Tant que le dollar reste l’unité de mesure, ces bons conservent leur valeur. Mais s’ils venaient à subir une décote, comme ce fut le cas récemment avec la Silicon Valley Bank, personne n’est en mesure de dire ce qu’il en adviendrait. Cette incertitude ne peut jouer qu’en faveur d’une monnaie gagée sur l’or, qui serait naturellement préférée au dollar pour les transactions internationales.
Les banquiers internationaux vont-ils accepter de se voir dépossédés de ce qui a été un outil essentiel de la domination de l’Occident et surtout des États-Unis sur le reste du monde?
Un rapport de force incertain, mais évoluant
Les États-Unis étaient la puissance dominante incontestée après la chute de l’URSS, Francis Fukuyama parlait de «la fin de l’histoire». Le libre échange mondialisé l’avait emporté et allait s’imposer de proche en proche en unifiant le monde gouverné par une instance unique qui maintiendrait la paix d’un monde dans lequel chacun trouverait naturellement sa place. La situation géopolitique actuelle démontre que cette vision n’était pas exacte.

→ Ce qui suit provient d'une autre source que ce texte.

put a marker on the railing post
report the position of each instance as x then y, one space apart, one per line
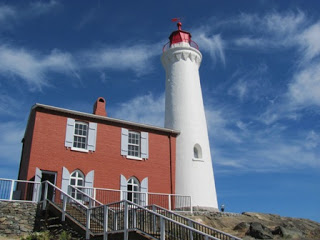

A la conception ancienne d’un monde «monopolaire globalisé» s’oppose maintenant un projet « multipolaire » organisé autour de pays conscients de leurs similitudes et qui veulent mettre en commun leurs potentiels pour en faire un ensemble à la fois autonome et performant.
Aujourd’hui, la balance penche plutôt de leur coté, tant sur le nombre d’individus concernés que sur
leur importance économique. Logiquement, cette nouvelle architecture géopolitique devrait s’imposer, mais l’Occident, qui a beaucoup à perdre dans la mesure où il est peu probable que les pays de l’Union européenne, trop dépendants économiquement et politiquement des États-Unis, se joignent à cette démarche, acceptera-t-il ce projet?
Le piège de Thucydide, évoqué par Graham Allison en 1971, risque fort de se refermer sur le monde en provoquant un conflit armé entre l’Occident et le reste du monde.
Les prochaines semaines et les prochains mois risquent d’être, de ce point de vue, décisifs.